Celine has had low vision for about 10 years and Halina has been blind from birth.
They have bonded over similar experiences and both of them would now consider the other a friend.
“It’s been so nice to see Halina blossom. She’s outgoing, got a great sense of humour and a good heart,” says Celine who completed a mentoring training programme with the Blind Foundation.
At first Halina was reluctant to take part in the mentoring programme, daunted by the task of defining what she wanted to get out of life, but she is happy she has.
“I didn’t want to do it to begin with. It was a lot to wrack my brains around having to decide what it was I wanted to do, then going out and doing it.”
The Christchurch resident wants to become a volunteer counsellor for Lifeline, a phone and text support line for New Zealanders who are facing a crisis.
“We all go through some type of `depression, but it’s about coming out the other side of it, and I think I could show people that. It’s something that I would like to do to give back.”
The 61-year-old has an interview in the pipeline, and is excited to get this far in the application process, which is screened for high quality candidates.
However one thing that the mentoring programme has taught her is to not be afraid of failure.
“If this fails, then I will look for something else. You have to develop a healthy relationship with failure and not be frightened by it.”

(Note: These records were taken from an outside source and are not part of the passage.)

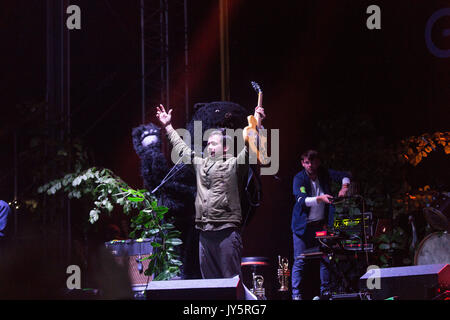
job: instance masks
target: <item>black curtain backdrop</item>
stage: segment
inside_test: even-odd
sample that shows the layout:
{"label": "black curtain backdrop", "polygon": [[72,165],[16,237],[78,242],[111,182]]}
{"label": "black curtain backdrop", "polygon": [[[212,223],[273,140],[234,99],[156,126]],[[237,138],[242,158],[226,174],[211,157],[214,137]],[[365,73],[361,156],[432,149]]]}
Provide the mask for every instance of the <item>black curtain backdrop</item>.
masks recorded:
{"label": "black curtain backdrop", "polygon": [[[434,56],[425,43],[428,19],[449,3],[230,3],[231,100],[251,110],[257,101],[250,81],[257,81],[264,91],[265,126],[280,130],[279,179],[262,178],[263,203],[245,229],[244,256],[275,261],[279,254],[291,255],[292,178],[300,170],[301,152],[323,138],[314,135],[317,121],[362,112],[392,140],[449,129],[450,58]],[[82,13],[82,29],[70,33],[72,132],[93,151],[96,166],[141,187],[131,141],[131,129],[141,122],[138,1],[71,4]],[[381,8],[381,30],[366,27],[371,4]],[[16,106],[45,100],[45,1],[0,6],[0,197],[11,199],[13,132],[36,125],[31,113],[18,113]],[[191,107],[220,99],[218,23],[214,1],[190,1]],[[432,37],[449,50],[445,29],[450,29],[448,16],[439,19]],[[176,126],[183,126],[184,107],[173,107]]]}

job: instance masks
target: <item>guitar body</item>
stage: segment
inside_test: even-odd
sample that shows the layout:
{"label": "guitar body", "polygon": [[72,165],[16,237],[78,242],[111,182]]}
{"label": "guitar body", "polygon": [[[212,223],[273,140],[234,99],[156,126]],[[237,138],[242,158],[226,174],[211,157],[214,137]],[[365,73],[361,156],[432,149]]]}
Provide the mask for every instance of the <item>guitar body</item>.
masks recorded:
{"label": "guitar body", "polygon": [[258,161],[265,165],[270,161],[267,158],[267,137],[260,134],[257,128],[258,121],[254,116],[247,117],[248,126],[244,128],[242,135],[251,151],[256,154]]}
{"label": "guitar body", "polygon": [[[258,107],[261,107],[262,91],[257,83],[252,82],[252,85],[258,91]],[[242,132],[244,141],[248,144],[250,150],[256,154],[261,164],[269,164],[270,160],[267,157],[267,137],[258,131],[258,120],[254,116],[248,116],[247,121],[248,126]]]}

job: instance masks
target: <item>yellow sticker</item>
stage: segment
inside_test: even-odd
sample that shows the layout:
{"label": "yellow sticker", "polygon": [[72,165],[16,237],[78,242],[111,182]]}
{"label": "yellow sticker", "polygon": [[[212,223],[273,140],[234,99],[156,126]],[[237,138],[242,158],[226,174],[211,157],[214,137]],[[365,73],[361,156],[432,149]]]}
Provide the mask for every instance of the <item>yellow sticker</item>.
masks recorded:
{"label": "yellow sticker", "polygon": [[305,187],[300,187],[300,192],[306,193]]}

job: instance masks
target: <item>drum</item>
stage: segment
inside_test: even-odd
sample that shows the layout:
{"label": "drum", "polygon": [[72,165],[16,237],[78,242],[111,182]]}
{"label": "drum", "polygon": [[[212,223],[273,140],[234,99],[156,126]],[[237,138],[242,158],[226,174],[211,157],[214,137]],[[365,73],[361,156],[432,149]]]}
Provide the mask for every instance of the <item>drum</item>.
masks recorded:
{"label": "drum", "polygon": [[426,236],[417,247],[415,265],[450,263],[450,234],[434,232]]}
{"label": "drum", "polygon": [[146,276],[144,271],[148,268],[148,258],[153,253],[151,243],[155,238],[134,240],[112,240],[105,242],[106,248],[111,252],[116,263],[128,269],[128,277],[133,288],[146,286],[153,280],[153,275]]}
{"label": "drum", "polygon": [[450,197],[448,193],[441,193],[433,197],[429,207],[423,209],[425,218],[430,226],[437,230],[450,231]]}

The Blind Foundation currently has 24 clients who are trained mentors. Mentors provide one-to-one support to fellow clients – either through a long-term mentoring programme, or short-term peer support.
Goals of the peer-mentoring programme are to create a supportive environment, develop new skills, strengthen personal, community and social networks and encourage personal growth and independence.
Mentoring pairs work together for up to 12 months, with a check-in every three months to see if both mentor and mentee want to continue. Pairs also benefit from support of Blind Foundation staff throughout the process.